Faça o inventário do seu raio de dez minutos: a praça (grama = o melhor piso urbano pras articulações dele, além do banquete de cheiros), a rua de comércio (movimento, gente, sons — estímulo social denso, ótimo pra manter o cão urbano calibrado), o quarteirão da feira no dia de feira (uma aula de cheiros — na guia curta e longe das barracas de comida, pela tentação óbvia), a rua arborizada (sombra pro verão e cheiro de outros cães nos troncos), a ladeirinha suave (o treino de subida gratuito). Cada terreno trabalha o corpo de um jeito; a variedade é o personal trainer escondido do CEP.

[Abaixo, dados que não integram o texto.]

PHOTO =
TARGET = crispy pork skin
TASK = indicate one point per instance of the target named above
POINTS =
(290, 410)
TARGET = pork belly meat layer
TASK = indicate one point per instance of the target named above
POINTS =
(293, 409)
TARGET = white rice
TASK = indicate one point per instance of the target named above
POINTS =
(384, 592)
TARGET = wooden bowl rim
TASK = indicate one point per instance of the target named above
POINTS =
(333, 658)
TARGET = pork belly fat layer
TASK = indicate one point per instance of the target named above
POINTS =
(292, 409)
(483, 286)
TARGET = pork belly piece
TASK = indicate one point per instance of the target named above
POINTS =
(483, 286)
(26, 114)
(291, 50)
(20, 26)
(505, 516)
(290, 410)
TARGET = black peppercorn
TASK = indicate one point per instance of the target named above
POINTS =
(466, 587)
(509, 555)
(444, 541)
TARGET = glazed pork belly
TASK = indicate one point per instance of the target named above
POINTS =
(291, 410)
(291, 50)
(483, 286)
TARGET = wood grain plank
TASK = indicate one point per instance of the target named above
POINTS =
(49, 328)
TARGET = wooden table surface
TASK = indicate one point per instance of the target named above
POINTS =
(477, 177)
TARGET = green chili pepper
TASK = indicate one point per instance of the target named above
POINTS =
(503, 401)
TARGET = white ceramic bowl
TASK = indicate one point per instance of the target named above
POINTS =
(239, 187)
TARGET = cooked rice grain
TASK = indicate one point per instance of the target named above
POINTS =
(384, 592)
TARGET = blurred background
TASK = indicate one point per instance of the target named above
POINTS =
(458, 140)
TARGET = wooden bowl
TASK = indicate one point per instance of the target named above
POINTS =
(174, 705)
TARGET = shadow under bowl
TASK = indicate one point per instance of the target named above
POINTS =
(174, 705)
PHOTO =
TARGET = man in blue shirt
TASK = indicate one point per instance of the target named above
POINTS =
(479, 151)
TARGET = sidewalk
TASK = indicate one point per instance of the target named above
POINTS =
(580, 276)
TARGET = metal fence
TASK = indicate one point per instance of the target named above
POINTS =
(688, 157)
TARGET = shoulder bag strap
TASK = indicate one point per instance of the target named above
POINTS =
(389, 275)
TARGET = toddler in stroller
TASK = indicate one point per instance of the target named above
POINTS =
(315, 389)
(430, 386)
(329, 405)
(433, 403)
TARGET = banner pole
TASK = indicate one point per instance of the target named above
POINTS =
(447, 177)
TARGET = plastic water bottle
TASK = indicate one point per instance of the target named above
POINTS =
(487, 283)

Monte a semana como rodízio: segunda a rota da praça, terça o comércio, quarta a arborizada — o corpo varia terreno, a cabeça varia jornal. Os cuidados urbanos de sempre acompanham: peitoral, atenção ao meio-fio repetido (prefira rampas de acessibilidade), calçada esburacada exige olho no chão (buraco na escala do salsicha é armadilha de pata), e horário de sol a pino se evita no verão. O passeio dos sonhos não está a um carro de distância — está a uma decisão de virar à esquerda em vez de à direita na portaria.